C'est pourtant là que le SMICTOM Centre-Ouest 35 a décidé d'implanter un site d'enfouissement de déchets sur environ 13 ha. L'espèce humaine produit de plus en plus de déchets ménagers, il faut donc construire des incinérateurs et les brûler ce qui produit de la dioxine ; les décharges à ciel ouvert sont des sources de pollution visuelle, pollution de l'air et des sols, et elles sont normalement en voie de disparition en France. Il reste la solution de l'enfouissement. C'est un projet de ce type qui provoque une levée de boucliers chez les habitants des communes de Gaël, Concoret et voisines. Outre les objections écologiques et les importants enjeux démocratiques, enfouir une décharge dans la forêt des légendes arthuriennes choque l'esprit, il faut vraiment être un politicien sans états d'âme pour proposer ce type de solution.

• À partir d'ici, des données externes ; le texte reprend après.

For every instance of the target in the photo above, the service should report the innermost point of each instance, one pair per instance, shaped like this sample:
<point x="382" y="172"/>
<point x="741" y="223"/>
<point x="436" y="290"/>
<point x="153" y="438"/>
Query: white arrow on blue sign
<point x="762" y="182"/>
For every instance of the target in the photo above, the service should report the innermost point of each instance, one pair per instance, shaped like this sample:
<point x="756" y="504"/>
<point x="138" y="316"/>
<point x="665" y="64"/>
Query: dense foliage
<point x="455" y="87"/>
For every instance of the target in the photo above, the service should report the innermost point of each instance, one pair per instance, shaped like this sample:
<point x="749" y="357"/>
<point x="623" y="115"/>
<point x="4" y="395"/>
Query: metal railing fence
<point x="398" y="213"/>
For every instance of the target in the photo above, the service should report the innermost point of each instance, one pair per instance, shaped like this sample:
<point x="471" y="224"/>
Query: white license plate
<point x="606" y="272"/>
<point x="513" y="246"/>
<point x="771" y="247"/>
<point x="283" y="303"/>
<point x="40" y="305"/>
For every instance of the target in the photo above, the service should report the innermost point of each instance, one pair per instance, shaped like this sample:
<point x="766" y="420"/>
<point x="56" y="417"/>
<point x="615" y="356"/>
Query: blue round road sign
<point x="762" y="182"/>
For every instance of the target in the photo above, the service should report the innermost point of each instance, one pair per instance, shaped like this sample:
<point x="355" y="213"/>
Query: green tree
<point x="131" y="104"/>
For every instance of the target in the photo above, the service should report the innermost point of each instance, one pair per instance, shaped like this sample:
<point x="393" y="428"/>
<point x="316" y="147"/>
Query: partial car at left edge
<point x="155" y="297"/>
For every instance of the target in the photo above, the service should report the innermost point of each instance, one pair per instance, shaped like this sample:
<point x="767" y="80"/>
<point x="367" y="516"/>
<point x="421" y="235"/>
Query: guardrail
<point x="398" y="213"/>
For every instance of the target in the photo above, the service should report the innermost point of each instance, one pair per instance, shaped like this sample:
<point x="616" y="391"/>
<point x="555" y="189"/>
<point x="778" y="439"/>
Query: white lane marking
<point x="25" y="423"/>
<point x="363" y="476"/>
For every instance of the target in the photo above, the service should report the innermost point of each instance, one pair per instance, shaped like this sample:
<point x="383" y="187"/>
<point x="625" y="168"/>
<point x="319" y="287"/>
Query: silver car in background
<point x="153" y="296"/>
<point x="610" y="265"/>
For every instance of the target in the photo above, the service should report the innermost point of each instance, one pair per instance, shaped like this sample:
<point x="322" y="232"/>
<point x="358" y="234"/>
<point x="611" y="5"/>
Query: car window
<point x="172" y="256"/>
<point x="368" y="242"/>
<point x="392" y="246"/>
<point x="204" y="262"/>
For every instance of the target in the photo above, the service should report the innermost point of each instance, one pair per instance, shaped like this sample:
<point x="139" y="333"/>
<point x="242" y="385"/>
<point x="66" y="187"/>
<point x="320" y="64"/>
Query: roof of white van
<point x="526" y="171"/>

Aussi, à l'appel de l'association Sauvegarde de Brocéliande, d'EELV Bretagne, et d'autres associations, une manifestation est prévue samedi 2 mars à Concoret (56). Nous ne voulons pas d'une décharge dans cet endroit mythique, aussi, il faut mobiliser le maximum de gens pour contrer ce projet.



Une pétition actuellement sur Internet recueille des milliers de signatures. C'est en suivant ce lien Avaaz. Nous espérons 30 000 signatures et plus.
Il est peut-être opportun de rappeler aussi que réduire ses emballages et ses déchets à la source est une bonne manière d'éviter ces conflits liés à leurs modes de destruction : le meilleur déchet est celui qu'on ne produit pas.


Sinon, pour les francilien-nes et les parisien-nes, et tou-tes celleux qui se sentent concerné-es par les paysages et les modes de production en élevage, on peut aussi aller manifester dimanche 3 mars à 13 H 30, de la Gare Montparnasse au Salon de l'agriculture de la Porte de Versailles, à l'appel de Novissen, L214 et quelques autres, contre la ferme hors-sol de 1000 vaches qui menace la Baie de Somme, et plus largement contre l'enfer qu'est l'élevage industriel.

Actualisation soirée :
Lien vers le sujet consacré à la manifestation de Concoret sur France3 Bretagne 19 - 20 du 2/3/13

Trois photos : le ciel était bâché et sombre. Le jeu de mots de la dernière photo détourne le nom de Brocéliande qui signifie "La Porte des Secrets". Nous étions un millier de manifestants.